Judge found his football footing at Mid-Am school


By Tom Kirvan
Legal News

For a young man known for his smarts at St. Gregory High School in Detroit, Gershwin Drain found that his ticket to a college education would run through the gridiron.

It would be a path that would intersect with two future NFL greats – literally.

Even though he played for a small parochial school, Drain drew attention from college scouts, eventually landing a partial athletic scholarship from Western Michigan University, a member of the Mid-American Conference. The MAC, as it became known, featured several Michigan colleges in addition to a number of football programs from the Buckeye State, including perennial power Miami University in Oxford, Ohio, which at the time was guided by a coach named “Schembechler.”

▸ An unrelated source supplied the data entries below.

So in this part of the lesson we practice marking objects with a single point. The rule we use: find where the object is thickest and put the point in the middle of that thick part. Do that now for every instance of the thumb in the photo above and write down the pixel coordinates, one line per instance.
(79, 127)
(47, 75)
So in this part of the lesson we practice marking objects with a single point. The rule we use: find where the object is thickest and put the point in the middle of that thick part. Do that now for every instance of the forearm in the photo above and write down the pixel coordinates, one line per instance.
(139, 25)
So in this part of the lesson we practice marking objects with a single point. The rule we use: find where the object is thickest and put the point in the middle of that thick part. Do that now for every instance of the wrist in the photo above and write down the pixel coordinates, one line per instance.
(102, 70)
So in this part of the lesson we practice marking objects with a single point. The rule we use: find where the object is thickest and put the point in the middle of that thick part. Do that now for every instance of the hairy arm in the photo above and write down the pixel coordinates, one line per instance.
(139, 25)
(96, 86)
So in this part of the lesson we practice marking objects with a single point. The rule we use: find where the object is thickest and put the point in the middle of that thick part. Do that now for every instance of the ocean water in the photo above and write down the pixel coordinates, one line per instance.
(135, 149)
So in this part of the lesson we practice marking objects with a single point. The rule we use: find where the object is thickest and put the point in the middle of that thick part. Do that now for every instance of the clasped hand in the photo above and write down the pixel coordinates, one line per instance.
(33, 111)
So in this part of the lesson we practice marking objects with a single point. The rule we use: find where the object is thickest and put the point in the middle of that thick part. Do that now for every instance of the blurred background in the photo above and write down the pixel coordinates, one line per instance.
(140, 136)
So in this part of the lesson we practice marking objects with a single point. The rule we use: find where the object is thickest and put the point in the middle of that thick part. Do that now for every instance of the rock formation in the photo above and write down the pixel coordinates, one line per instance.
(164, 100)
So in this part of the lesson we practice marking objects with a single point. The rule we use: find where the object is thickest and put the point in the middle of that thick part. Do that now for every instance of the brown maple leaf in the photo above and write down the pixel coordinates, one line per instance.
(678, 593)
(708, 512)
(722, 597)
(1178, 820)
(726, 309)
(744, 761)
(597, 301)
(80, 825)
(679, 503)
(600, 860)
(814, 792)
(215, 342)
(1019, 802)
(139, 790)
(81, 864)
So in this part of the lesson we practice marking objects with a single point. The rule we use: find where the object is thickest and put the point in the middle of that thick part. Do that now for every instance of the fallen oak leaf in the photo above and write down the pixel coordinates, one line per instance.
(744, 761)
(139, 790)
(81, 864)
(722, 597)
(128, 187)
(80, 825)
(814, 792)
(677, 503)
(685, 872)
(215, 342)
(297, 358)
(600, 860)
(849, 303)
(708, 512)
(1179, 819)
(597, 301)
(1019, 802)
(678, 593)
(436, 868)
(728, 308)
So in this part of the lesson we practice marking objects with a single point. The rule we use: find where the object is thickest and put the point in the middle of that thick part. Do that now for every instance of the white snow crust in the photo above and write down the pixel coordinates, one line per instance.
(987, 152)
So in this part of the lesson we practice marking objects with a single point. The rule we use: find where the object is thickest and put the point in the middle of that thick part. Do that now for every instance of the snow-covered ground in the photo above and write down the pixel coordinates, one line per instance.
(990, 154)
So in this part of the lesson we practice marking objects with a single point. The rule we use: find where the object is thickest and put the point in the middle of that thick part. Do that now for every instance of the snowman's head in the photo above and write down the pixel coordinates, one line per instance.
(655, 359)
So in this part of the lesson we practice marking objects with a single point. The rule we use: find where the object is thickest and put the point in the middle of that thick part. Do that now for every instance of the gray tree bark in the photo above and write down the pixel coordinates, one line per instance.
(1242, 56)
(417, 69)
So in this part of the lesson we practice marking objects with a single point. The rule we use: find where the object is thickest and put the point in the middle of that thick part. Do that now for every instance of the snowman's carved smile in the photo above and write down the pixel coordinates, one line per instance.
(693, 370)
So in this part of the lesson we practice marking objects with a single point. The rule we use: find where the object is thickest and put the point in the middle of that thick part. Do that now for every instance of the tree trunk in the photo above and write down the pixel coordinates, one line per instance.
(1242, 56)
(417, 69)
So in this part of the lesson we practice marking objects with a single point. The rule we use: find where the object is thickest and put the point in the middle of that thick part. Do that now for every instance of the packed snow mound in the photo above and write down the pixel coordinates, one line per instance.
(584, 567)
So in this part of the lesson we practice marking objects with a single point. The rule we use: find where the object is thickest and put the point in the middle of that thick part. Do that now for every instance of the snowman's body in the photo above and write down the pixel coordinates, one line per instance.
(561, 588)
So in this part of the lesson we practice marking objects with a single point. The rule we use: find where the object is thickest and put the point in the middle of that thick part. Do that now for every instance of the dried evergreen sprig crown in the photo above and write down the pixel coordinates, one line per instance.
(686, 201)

 “While I was recruited as a running back, we were short on defensive backs at Western, which meant that the coaches saw me as someone who could help out on that side of the ball,” Drain indicated. “While I certainly preferred offense, I also had a desire to play on a regular basis, so I was very willing to switch.”

After redshirting his sophomore year for the Broncos, Drain earned a starting position as a defensive back as a junior and senior, making his mark as one of the team’s finest tacklers.

“I also had the unique distinction of never intercepting a pass during my football career at Western,” Drain said with a grin, downplaying any suggestion that it was simply because teams were afraid to throw to his side of the field.

“I recovered a number of fumbles and broke up a lot of passes, but never had the thrill of intercepting a pass,” he said, noting that he gained a reputation as a “run stopper.”

That label was put to the supreme test in 1968 and 1969 when the Broncos took on West Texas State, a team that featured a pair of running backs with star power. One was Eugene “Mercury” Morris, who led the country in rushing in 1968 on his way to a banner NFL career with the Miami Dolphins where he was part of two Super Bowl championship teams.

The other was Duane Thomas, a future first round draft pick of the Dallas Cowboys, a team that also won a Super Bowl title while he was there.

“Let’s just say they were ‘good,’” Drain said with a chuckle. “We had our hands full with them, but we somehow kept the games close (West Texas won both contests by 28-20 scores). What I really remember about those games was the sight of them breaking through our line of scrimmage and bearing down on me. They were big and fast, which was not a welcome sight.”

His playing career at Western did offer more pleasing views, however

“I’d never been on an airplane before going to college,” Drain said, noting that his “maiden voyage” took place on a road trip to the West Coast.

“My first plane ride was when we played the University of Pacific in Stockton, California,” he said. “For me, as a kid who grew up in Detroit, that really was a thrill.”